System Efficiency and CD Replication Speed

by Bastian Wellerding

If you’ve ever burned CDs on your home computer, then you know that the process can take a while. You copy files into the working folder, and write them directly to the CD-ROM. Depending on what kind of files you’re copying and the speed of your CD burner, this process can take a minute or more ? just to write one disk. When you factor in the time to physically swap out the media, doing a big CD duplication job can be major headache.

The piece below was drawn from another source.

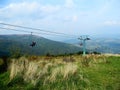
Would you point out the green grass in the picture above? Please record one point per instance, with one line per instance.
(98, 73)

One of the primary causes of slowdown when doing your own CD replication is your computer’s bus speed. This is a measure of how fast your computer can send information to your CD drive. For example, if you’re copying a 300 MB CD image, you’ll first upload that image to your system memory. This is generally pretty quick. Then it is essentially pushed through a narrow ‘straw’ to your CD writing hardware. Bus speeds have improved dramatically since the early days of CD writers, but they still slow the process considerably.

Another reason personal CD burning can be slow is data integrity checking. Every time your CD drive writes data to the optical disk, it reads it back to check that it’s correctly written. If any errors are found, it backs up and rewrites the data. This is fine for small home CD-ROM writing applications, but it has some major overhead.

This overhead is a result of file comparison ? it reads and compares the newly written data to the original source file to make sure there are no differences. This occupies a lot of memory, and it sends even more information through that narrow pipe between the motherboard and the CD-ROM drive.

Professional CD replication is entirely different. First, when a professional duplicator loads the original data file, the data integrity check is run during the process of making a master image. What this means is that the read-write-check process only happens once at the beginning of the entire job, rather than once per disk. While the initial load up takes longer, this makes the process of burning each individual disk copy much quicker.

Second, professional equipment has a much faster transmission speed for relaying information to the CD burner. These speeds are comparable to data transmission speeds between various components on your motherboard. The main limiting factor is how quickly the laser that burns the image can move.

Third, a replicator rack can burn about 100 CDs at a time; many of them also feed the disks through a label printer so that the CD-ROM has the label image it’s supposed to have. Each disk image that’s burned this way takes about 25 to 30 seconds per disk, and the entire process is automated, sliding the disk along in assembly line fashion. There are even ‘tappers’ that will automatically sleeve the disks for a job.

By now it should be apparent that professional CD duplication is a much more efficient process than burning disks at home. High end equipment has faster processing speeds, and automates the process to load more disks at once. But even relatively small professional replicating setups can burn 20 disks at once, and are affordable for a small business.